L'Afrique du Sud a rendu un vibrant hommage jeudi, au son de chants religieux, aux 44 morts de la mine de Marikana (nord), dont la plupart ont été abattus lors de l'opération policière la plus sanglante depuis la fin de l'apartheid.

La plupart des mines de platine de la région avaient donné congé à leurs employés pour qu'ils puissent se rendre à la cérémonie de Marikana, le principal hommage rendu par la nation jeudi.

La célébration se déroulait sous une vaste tente blanche dressée à proximité de la funeste colline où la police a fait 34 morts et 78 blessés lorsqu'elle a ouvert le feu, jeudi 16 août, contre des grévistes armés de machettes, barres de fer et pour certains d'armes à feu.

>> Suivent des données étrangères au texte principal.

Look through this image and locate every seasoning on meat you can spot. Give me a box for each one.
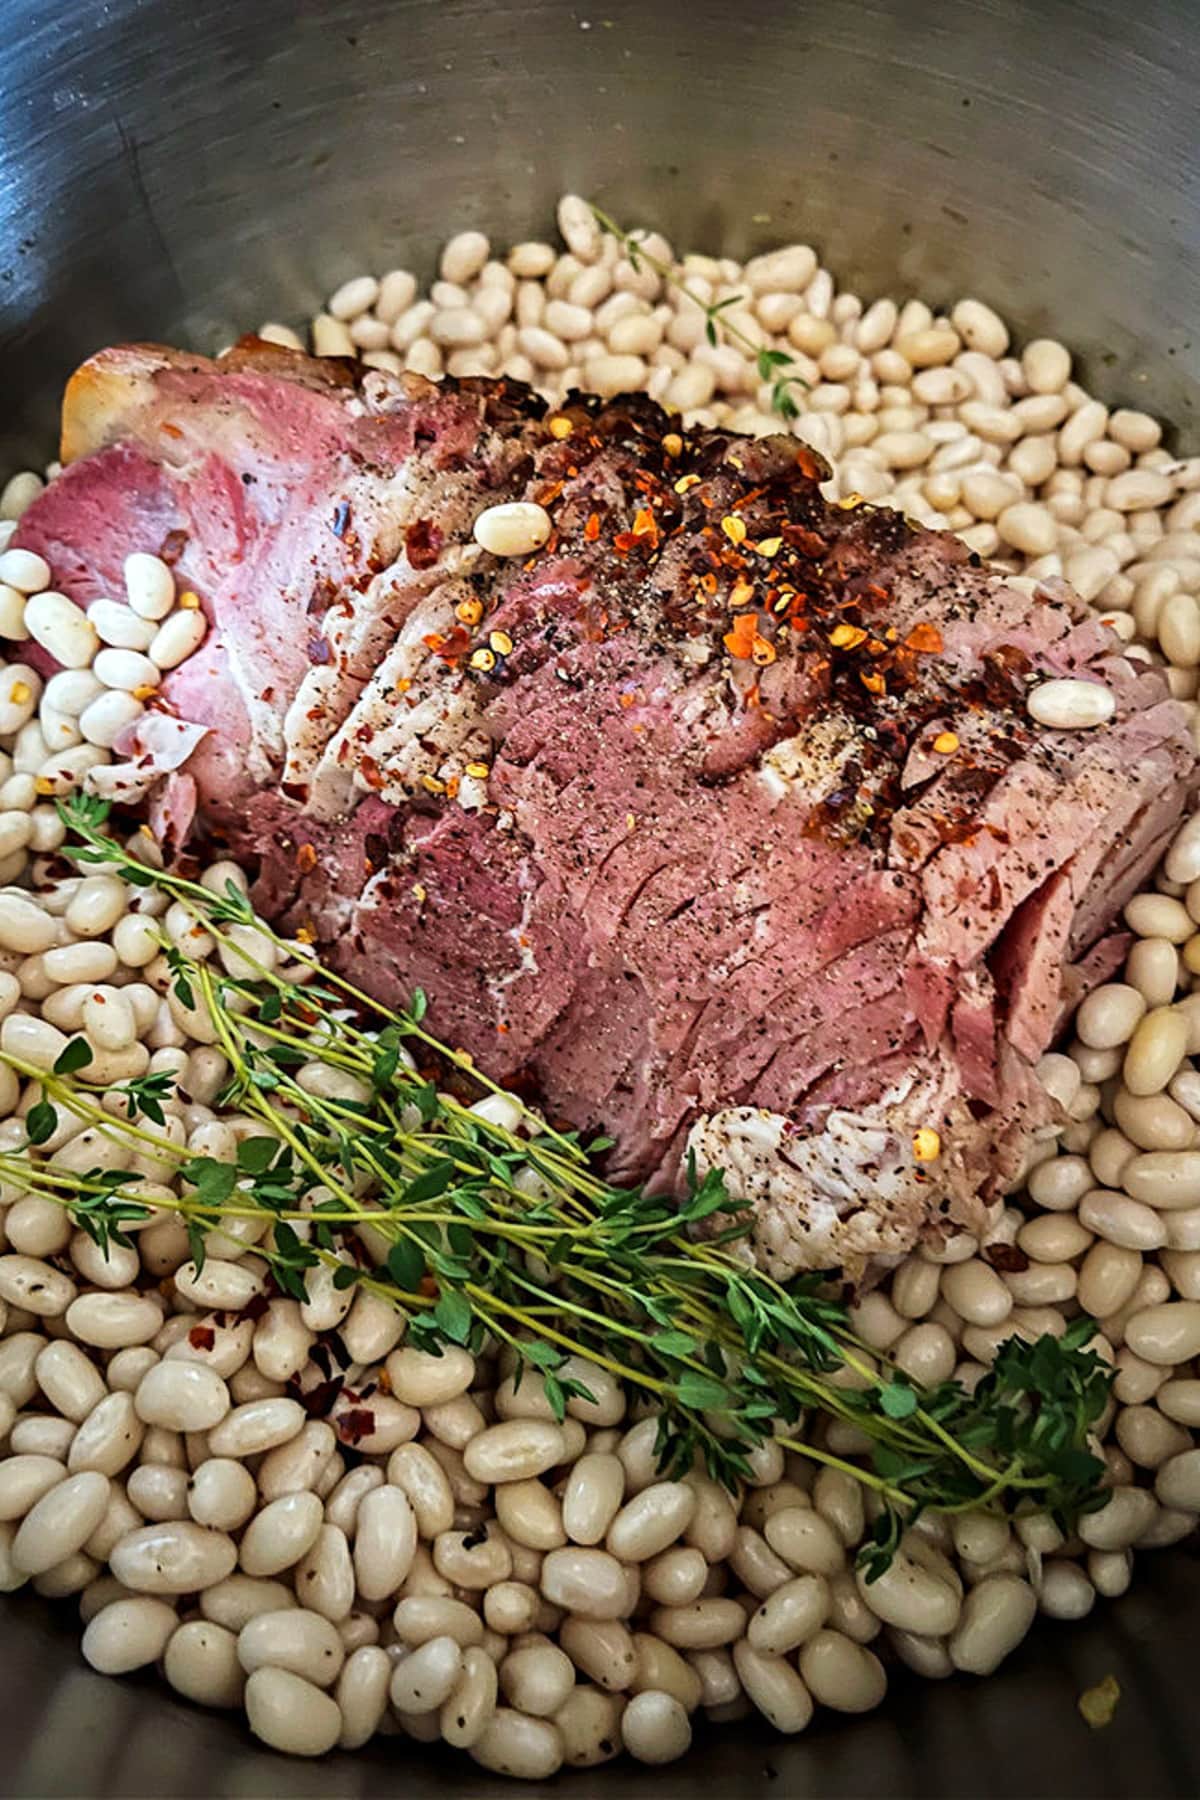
[17,339,1198,1280]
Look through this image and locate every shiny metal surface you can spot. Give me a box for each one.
[2,0,1198,459]
[0,1551,1195,1796]
[0,0,1198,1790]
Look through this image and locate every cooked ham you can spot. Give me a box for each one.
[15,341,1198,1279]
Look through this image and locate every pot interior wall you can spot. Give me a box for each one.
[0,2,1197,1792]
[1,0,1197,460]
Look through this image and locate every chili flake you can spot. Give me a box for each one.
[423,626,470,662]
[860,670,887,695]
[906,622,944,654]
[584,512,601,542]
[729,577,755,609]
[933,731,960,754]
[912,1128,942,1162]
[724,612,774,662]
[296,843,317,874]
[830,623,867,650]
[721,515,748,546]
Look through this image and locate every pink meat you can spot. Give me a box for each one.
[14,341,1198,1279]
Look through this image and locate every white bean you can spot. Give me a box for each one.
[733,1639,814,1733]
[134,1362,230,1433]
[82,1596,178,1674]
[797,1629,887,1712]
[239,1491,323,1576]
[163,1618,244,1708]
[948,1575,1037,1674]
[237,1606,345,1687]
[472,502,552,558]
[12,1472,110,1575]
[244,1666,342,1756]
[620,1689,692,1764]
[471,1707,564,1778]
[336,1643,393,1748]
[24,592,99,669]
[606,1482,696,1563]
[1027,678,1115,730]
[353,1483,417,1601]
[0,1454,67,1521]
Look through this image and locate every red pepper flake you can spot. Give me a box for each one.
[632,507,658,541]
[724,612,760,660]
[405,519,442,570]
[786,525,828,558]
[158,529,189,565]
[335,1407,377,1445]
[423,626,470,662]
[584,512,601,542]
[360,754,383,790]
[861,670,887,695]
[188,1324,216,1351]
[537,479,565,506]
[296,843,317,874]
[906,621,944,654]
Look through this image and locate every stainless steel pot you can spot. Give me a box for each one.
[1,0,1198,1791]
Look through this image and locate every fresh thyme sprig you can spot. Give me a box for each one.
[0,795,1115,1574]
[589,205,809,422]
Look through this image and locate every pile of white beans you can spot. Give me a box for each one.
[0,202,1197,1774]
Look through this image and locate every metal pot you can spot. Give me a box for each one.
[0,0,1197,1791]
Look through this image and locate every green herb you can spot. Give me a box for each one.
[0,794,1114,1576]
[590,206,809,422]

Dix autres personnes, dont 2 policiers, avaient été tuées dans les jours précédents au cours d'échauffourées entre syndicats rivaux qui avaient éclaté le 10 août. Quelque 3000 foreurs de Marikana, une mine exploitée par le groupe Lonmin à 100 km à l'ouest de Pretoria, s'étaient mis en grève pour réclamer un triplement de leur salaire (de 400 à 1250 euros).

La cérémonie de Marikana a attiré des milliers de personnes. Les corps des grévistes tués avaient été rapatriés dans leurs familles, la plupart du temps dans des régions très éloignées de la mine.

La police faisait profil bas, se tenant à distance.

«Nous ne voulons pas voir la police aujourd'hui», a indiqué à l'AFP Nkosinathi, un mineur de Lonmin qui a refusé de donner son nom de famille par peur de représailles.

Plusieurs cérémonies

Le petit syndicat radical AMCU, accusé d'agiter les mines de platine de la région depuis le début de l'année, avait organisé sa propre commémoration plus tôt dans la matinée avec le soutien des «amis de l'ANCYL», la Ligue de jeunesse de l'ANC dont les principaux dirigeants ont été exclus ou suspendus il y a quelques mois et qui fait figure d'opposition interne au parti dominant.

Julius Malema, l'ex-président de la Ligue de jeunesse qui a été accusé d'utiliser le drame de Marikana pour rebondir après son exclusion de l'ANC, était néanmoins présent à la cérémonie principale, assis au deuxième rang selon une journaliste de l'AFP sur place.

Le président Jacob Zuma, qui s'était rendu à Marikana mercredi pour s'adresser aux mineurs, n'était pas présent à la cérémonie de jeudi. Il devait installer dans l'après-midi la commission d'enquête promise pour faire toute la lumière sur la fusillade du 16 août.

D'autres cérémonies étaient prévues, notamment au Cap et à Johannesburg.

À Mthatha, la plus grande ville du Transkei, une région rurale du Cap oriental (sud-est) d'où de nombreux mineurs sont originaires, quelque 2500 personnes se sont réunies dans une église méthodiste à la mémoire des 28 victimes locales des violences de Marikana.

Les drapeaux sont en berne depuis lundi dans tout le pays à la demande du président Jacob Zuma, dont le gouvernement est accusé de n'avoir pas anticipé le drame.

Alors que le pays pleurait ses morts, la question des revendications des grévistes de Marikana restait toujours en suspens.

La ministre du Travail Mildred Oliphant a indiqué qu'elle avait rencontré des représentants du syndicat AMCU qui «a expliqué sa façon de faire les choses et (...) les problèmes rencontrés dans les mines».

Alors que la tragédie de Marikana a attiré l'attention sur les très précaires conditions de vie des mineurs sud-africains, les milieux économiques se demandaient maintenant si le mouvement allait s'étendre.

Plusieurs centaines de foreurs ont débrayé mercredi pour réclamer des augmentations dans une autre mine de platine, qui appartient au groupe sud-africain Royal Bafokeng Platinum.

Une autre mine des environs est également sous pression, le géant Anglo American Platinum (Amplats) ayant été sommé de répondre d'ici vendredi à un ensemble de revendications.